Bellow inhabits and observes the world as a writer, not just chiefly but solely, and, though he addresses a reader who is general, his admonitions are meant primarily for fellow writers and artists, whose job it is (per Bellow) to stand athwart the chaos.
And, even if engaging with politics is, for an artist, in Bellow’s view, a mostly dead-end proposition, that's not to say he feels writers shouldn’t be passionately moral. (He references Tolstoy, who said a writer must take a moral view—this meant, above all, giving intense attention to one’s subject and characters; or, per Henry James, being “one of those people on whom nothing is lost.”)
"If the remission of pain is happiness, then the emergence from distraction is aesthetic bliss,” Bellow writes. “I use these terms loosely for I am not making an argument but rather attempting to describe the pleasure that comes from recognition or rediscovery of certain essences permanently associated with human life. These essences are restored to our consciousness by persons who are described as 'artists.’"

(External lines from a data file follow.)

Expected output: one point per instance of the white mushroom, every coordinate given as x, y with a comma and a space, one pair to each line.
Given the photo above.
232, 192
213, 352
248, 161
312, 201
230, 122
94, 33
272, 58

For Bellow, literature is not an agent of change (as W.H. Auden famously said, “Poetry makes nothing happen”); nor is it meant to explain “the roots of this, the causes of the other, the history, the structure, the reasons why." Rather, it’s autotelic; it represents the living moment and, in so doing, temporarily releases us from the object world of ideas in whose grip we’re caught; it restores our natural knowledge; it “raises the soul through the serenity of form above any painful involvement in the limitations of reality.”
The New Yorker’s Richard Brody wrote of Bellow, in 2015 (upon publication of another collection of essays, There Is Simply Too Much to Think About, of which there is significant overlap with this collection): “[His] most enduring conflict is the one at the very heart of modernity—between the visionary vortex of the inner voice and the turbulent volume of worldly experience, between the freely unhinged life of the mind and the irrefutable life of the times.”
“Can so much excitement, so much disorder, be brought under control?” Bellow asks in his 1990 essay ‘The Distracted Public.’ “Such questions must be addressed to analysts and experts in a variety of fields—prediction is their business. The concern of tale-tellers and novelists is with the human essences neglected and forgotten by a distracted world.”